Cinéma du réel 2020 – Signal 8 de Simon Liu

Posté le 25 mars 2020 par

La 42ème édition du festival Cinéma du réel n’a malheureusement pas pu se dérouler physiquement. Toutefois, une partie de la sélection se trouve sur la toile, et notamment, le court-métrage Signal 8 de Simon Liu. Ce film de 14min, se déroulant à Hong Kong, est difficilement résumable, tant il s’expérimente, plus qu’il ne se décrit.

En voici pourtant la présentation : alors que les existences suivent leurs cours, des images de travaux de maintenance urbaine se métamorphosent en lieux de souvenirs. Les ornements imitant la nature se révèlent parfois défaillants, transformant le spectacle en avertissement.

Tourné en 16mm, le documentaire de Simon Liu nous embarque dans un voyage expérimental à travers un Hong Kong hors du temps. Le film présente une ville hybride, qui semble saturée en permanence : de sons, de lumières, d’habitants. Il se construit par une affluence sonore et visuelle : tantôt bleue, verte ou jaune comme un Happy Together ou un Chungking Express, tantôt empli de bruits du quotidien : arrosoirs automatiques, transports, travaux. La ville déborde de sons qui façonnent la vie de ses habitants.

 

On pense notamment au fameux Different Trains de Steve Reich qui jouait lui aussi sur des pulsations, des rythmes ordinaires, dont l’assemblage et l’accumulation constituent la particularité de l’œuvre. La ressemblance se retrouve également avec les enregistrements sonores présents dans Signal 8, des bribes d’anglais comme un vestige d’un passé colonial.

Ce Hong Kong est protéiforme, anxiogène. Il ne nous laisse jamais respirer. On y distingue peu les visages, seulement les silhouettes parmi la foule. Aux bureaux se succèdent les boîtes de nuit, puis les centres commerciaux. La nature n’existe que peu. Lorsqu’on la voit, les bruits qui y sont associés deviennent vite inquiétants, eux aussi. Simon Liu nous présente une ville au bord de l’implosion, écho d’une actualité politique.

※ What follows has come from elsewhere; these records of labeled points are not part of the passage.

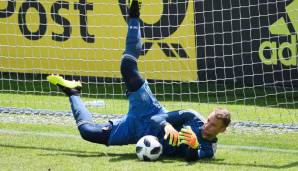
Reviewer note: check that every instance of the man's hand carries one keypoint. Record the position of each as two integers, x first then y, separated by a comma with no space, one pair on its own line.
187,136
174,135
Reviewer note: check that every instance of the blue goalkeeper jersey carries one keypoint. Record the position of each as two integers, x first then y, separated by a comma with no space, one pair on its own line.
147,117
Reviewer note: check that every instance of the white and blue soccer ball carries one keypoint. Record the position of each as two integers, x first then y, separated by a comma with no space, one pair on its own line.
148,148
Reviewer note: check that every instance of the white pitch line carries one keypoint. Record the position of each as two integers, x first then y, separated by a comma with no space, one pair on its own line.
232,147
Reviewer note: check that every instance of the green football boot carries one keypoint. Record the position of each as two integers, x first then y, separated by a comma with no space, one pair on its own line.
68,87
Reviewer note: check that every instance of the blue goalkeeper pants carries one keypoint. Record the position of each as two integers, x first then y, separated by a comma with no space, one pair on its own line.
99,133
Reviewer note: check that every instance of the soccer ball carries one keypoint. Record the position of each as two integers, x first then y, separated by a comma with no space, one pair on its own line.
148,148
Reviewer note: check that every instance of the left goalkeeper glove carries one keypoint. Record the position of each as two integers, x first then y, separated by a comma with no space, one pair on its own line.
187,136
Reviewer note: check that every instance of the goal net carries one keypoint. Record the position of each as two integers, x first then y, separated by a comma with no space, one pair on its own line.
237,54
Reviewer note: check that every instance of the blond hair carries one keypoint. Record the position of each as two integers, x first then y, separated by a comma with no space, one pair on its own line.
224,115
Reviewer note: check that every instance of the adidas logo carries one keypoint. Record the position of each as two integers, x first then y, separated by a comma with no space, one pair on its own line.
284,52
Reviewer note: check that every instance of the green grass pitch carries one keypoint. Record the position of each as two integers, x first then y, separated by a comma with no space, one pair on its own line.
55,146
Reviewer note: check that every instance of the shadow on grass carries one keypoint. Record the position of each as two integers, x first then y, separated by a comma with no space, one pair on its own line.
255,164
115,157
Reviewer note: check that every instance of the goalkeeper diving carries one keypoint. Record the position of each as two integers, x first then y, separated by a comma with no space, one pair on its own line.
182,133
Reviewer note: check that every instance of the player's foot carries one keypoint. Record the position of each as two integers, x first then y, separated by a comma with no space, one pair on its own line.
68,87
134,8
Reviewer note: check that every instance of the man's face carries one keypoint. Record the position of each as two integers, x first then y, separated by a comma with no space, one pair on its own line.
212,127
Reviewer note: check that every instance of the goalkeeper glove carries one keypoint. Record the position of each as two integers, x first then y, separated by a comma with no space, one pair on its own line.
174,135
187,136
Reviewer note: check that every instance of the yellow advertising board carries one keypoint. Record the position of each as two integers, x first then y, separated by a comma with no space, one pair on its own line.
80,37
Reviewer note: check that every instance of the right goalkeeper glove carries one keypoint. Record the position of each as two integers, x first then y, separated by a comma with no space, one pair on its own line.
187,136
174,135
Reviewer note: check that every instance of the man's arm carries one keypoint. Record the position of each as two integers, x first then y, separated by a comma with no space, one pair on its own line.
176,118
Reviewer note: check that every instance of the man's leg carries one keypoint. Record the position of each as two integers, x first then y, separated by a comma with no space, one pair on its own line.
96,133
129,68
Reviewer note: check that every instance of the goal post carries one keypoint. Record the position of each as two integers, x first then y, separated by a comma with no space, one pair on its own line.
196,54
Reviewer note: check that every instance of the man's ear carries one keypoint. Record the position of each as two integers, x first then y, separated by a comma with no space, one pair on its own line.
223,129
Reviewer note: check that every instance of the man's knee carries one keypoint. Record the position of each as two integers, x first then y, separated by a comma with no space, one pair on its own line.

Signal 8 est une sorte de rêverie angoissante dans un Hong Kong aliénant. L’alternance entre la beauté de certains plans et l’agression sonore constante entraîne une alerte permanente chez le spectateur. Ce procédé de montage peut paraître artificiel lors des premières minutes, mais se révèle être un parti pris bien plus politique qu’il n’y paraît. On sort du film de Simon Liu comme d’un rêve, et c’est un sentiment bien plus que des souvenirs précis qui subsiste. En cela, il réussit à nous faire ressentir l’ambiance d’un lieu, et avec lui ses enjeux politiques et historiques.

Marie Culadet

Signal 8 de Simon Liu. Hong Kong/ États-Unis/ Royaume-Uni. 2019. Disponible sur la plateforme Tënk.